[Patches] [ python-Patches-553108 ] Deprecate bsddb
noreply@sourceforge.net
noreply@sourceforge.net
Tue, 02 Jul 2002 15:17:37 -0700
Patches item #553108, was opened at 2002-05-06 22:46
You can respond by visiting:
https://sourceforge.net/tracker/?func=detail&atid=305470&aid=553108&group_id=5470
Category: Modules
Group: Python 2.3
Status: Open
Resolution: Accepted
Priority: 5
Submitted By: Garth T Kidd (gtk)
Assigned to: Skip Montanaro (montanaro)
Summary: Deprecate bsddb
Initial Comment:
Large numbers of inserts break bsddb, as first
discovered in Python 1.5 (bug 408271).
According to Barry Warsaw, "trying to get the bsddb
module that comes with Python to work is a hopeless
cause."
If it's broken, let's discourage people from using it.

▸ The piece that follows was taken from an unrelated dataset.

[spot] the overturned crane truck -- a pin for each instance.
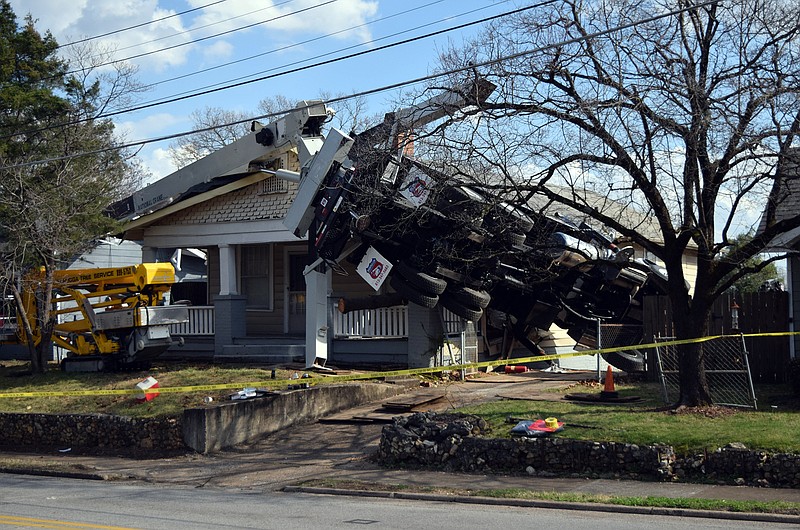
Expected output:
(106, 319)
(440, 241)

In particular, let's ensure that people importing
shelve or anydbm don't end up using it by default.
The submitted patch adds a DeprecationWarning to the
bsddb module and removes bsddb from the list of db
module candidates in anydbm.
----------------------------------------------------------------------
>Comment By: Skip Montanaro (montanaro)
Date: 2002-07-02 17:17
Message:
Logged In: YES
user_id=44345
Jack,
Sorry to here you're having trouble. Alas, my MacOS X system is with
my wife at the moment, so I can't dig into the problem much. Can you
provide me with some background info? If you can send me your copy
of ndbm.h (I doubt it's using Berkeley DB) and figure out which library
dbm_open resides in, that would be great. Also, can you provide me
with the output of the build process so I can see just what errors are
being generated?
Skip
----------------------------------------------------------------------
Comment By: Jack Jansen (jackjansen)
Date: 2002-07-02 16:52
Message:
Logged In: YES
user_id=45365
Skip,
I'm reopening this bug report: the fix breaks builds on Mac OS X, and I haven't a clue as to how to fix this so I hope you can help. MacOSX has /usr/include/ndbm.h (implemented with Berkeley DB, I think) but it doesn't have any of the libraries (I assume everything needed is in libc).
Everything worked fine until last week, when configure still took care of defining HAVE_NDBM_H.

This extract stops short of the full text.